4. Objection. The language of the 2008 Senate Resolution 511 on McCain in the following line: 


…Whereas John Sidney McCain, III, was born to American citizens on an American military base...


merely states the personal circumstances of McCain (really born to both American citizens), just as if it stated a few other particularities of the newborn like being a boy, having particular weight, eye color, and so on. This phrase in the resolution has nothing to do with "born to citizen parents on the soil" from Law of Nations.

   Answer. The authors of the Sen. Res. 511 were intelligent enough to realize that personal particularities of a newborn are irrelevant for the Constitutional requirements. They included into the Resolution the criterion which they believed was relevant – and it happened to be that from Law of Nations.


5. Objection. The fact, that all presidents after the Founders and up before Obama did satisfy the criterion "born to citizen parents on the soil" does not illustrate the continuity of understanding and fulfillment of the concept Natural Born meant in the Constitution. The fact that they all matched this criterion was just a coincidence irrelevant to the Constitutional meaning of Natural Born. It's the same coincidence like that all of the former presidents were white males.

   Answer. It's a damn law probability that 40 presidents in 200 years all happened to meet the Law of Nation criterion by chance. The Law of Nation criterion was what the Founders meant and wrote into the Constitution, understood as such and disliked as such by those who had attempted to amend it (see above). That is why all presidents prior to Obama did satisfy it.


6. Objection. There were plenty of cases in the past concerning (ordinary, common) citizenship, in which side opinions were filed as though Natural born citizenship follows merely from the birth on the soil (like in British law).    

   Answer. As the answer 3 shows, the Founders clearly meant the Law of Nation definition. As to side opinions in various court trials…

a)      No court trial in the US history has ever heard a case questioning Natural born citizenship of a plaintiff for being a presidential candidate. All such cases decided only common citizenship of plaintiffs, and the rulings contained explanation of various types of citizenship including the Natural born. In 4 of such side opinions the explanation of the Natural Born was identical to Law of Nations, in a few others – otherwise.

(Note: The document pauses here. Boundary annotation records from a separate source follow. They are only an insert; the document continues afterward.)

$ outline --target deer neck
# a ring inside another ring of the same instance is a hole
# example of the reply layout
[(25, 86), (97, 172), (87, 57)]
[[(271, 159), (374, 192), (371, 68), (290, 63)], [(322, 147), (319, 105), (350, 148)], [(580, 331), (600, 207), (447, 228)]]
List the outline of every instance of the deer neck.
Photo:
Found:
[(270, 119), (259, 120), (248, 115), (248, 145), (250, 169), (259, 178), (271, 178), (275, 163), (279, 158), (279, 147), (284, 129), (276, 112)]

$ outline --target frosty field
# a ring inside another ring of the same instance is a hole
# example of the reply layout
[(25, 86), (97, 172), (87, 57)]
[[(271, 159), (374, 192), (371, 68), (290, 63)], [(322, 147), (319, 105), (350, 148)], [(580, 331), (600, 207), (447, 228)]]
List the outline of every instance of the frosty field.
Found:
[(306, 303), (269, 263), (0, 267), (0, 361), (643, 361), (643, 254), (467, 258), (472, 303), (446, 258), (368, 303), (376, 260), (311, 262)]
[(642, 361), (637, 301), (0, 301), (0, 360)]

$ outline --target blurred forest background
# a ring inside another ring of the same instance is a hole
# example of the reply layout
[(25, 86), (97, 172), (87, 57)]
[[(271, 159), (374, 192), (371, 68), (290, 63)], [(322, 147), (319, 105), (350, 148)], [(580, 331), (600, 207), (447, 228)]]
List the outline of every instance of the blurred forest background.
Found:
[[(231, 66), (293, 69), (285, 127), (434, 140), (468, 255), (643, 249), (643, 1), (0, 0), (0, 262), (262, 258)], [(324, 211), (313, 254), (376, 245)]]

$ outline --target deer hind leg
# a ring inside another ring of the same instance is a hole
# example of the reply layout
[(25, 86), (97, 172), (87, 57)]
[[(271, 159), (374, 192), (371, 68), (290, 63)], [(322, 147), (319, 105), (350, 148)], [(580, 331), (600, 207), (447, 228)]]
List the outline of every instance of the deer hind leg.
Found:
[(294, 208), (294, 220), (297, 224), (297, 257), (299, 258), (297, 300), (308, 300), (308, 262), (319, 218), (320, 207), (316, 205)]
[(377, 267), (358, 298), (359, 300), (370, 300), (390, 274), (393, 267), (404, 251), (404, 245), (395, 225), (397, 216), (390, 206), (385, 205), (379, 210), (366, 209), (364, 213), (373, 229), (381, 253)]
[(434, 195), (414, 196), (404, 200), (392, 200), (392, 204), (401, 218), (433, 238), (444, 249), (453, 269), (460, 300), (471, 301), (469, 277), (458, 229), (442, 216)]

b)      Even if a case about Natural born citizenship as a qualification for presidency had been heard and decided in favor of a particular definition, the court ruling is not a law, but merely a precedent for future similar cases. Even then, in future hearing of such cases, a precedent is not a law, but only an argument in deliberations, which may be accepted or not. As no court hearing on qualifications of Obama had been ever heard in merits, referring to any side opinions in the past is pointless.

c)      Qualifications of candidates for presidency are supposed to be weighed by parties based on Constitution and laws, not precedents. The Constitution and the terminology used in it clearly prescribes the concept of the Natural Born according to Law of Nations, as it was maintained up to the 2008 Sen. Res. 511.

See also http://puzo1.blogspot.com  Mario Apuzzo, Esq

http://www.newswithviews.com/JBWilliams/williams300.htm   (J.B. Williams, End of American Presidency)

(*)  There was only one occasion when the term Natural Born Citizenship was spelled out, though in inappropriate place – in a legislation concerning the Naturalization law in the 1st Congress Act of 1790. As this Natural Law term slipped into a section of the common law of naturalization erroneously, it was repealed already in the 1795 Act and never reused again with such a purpose.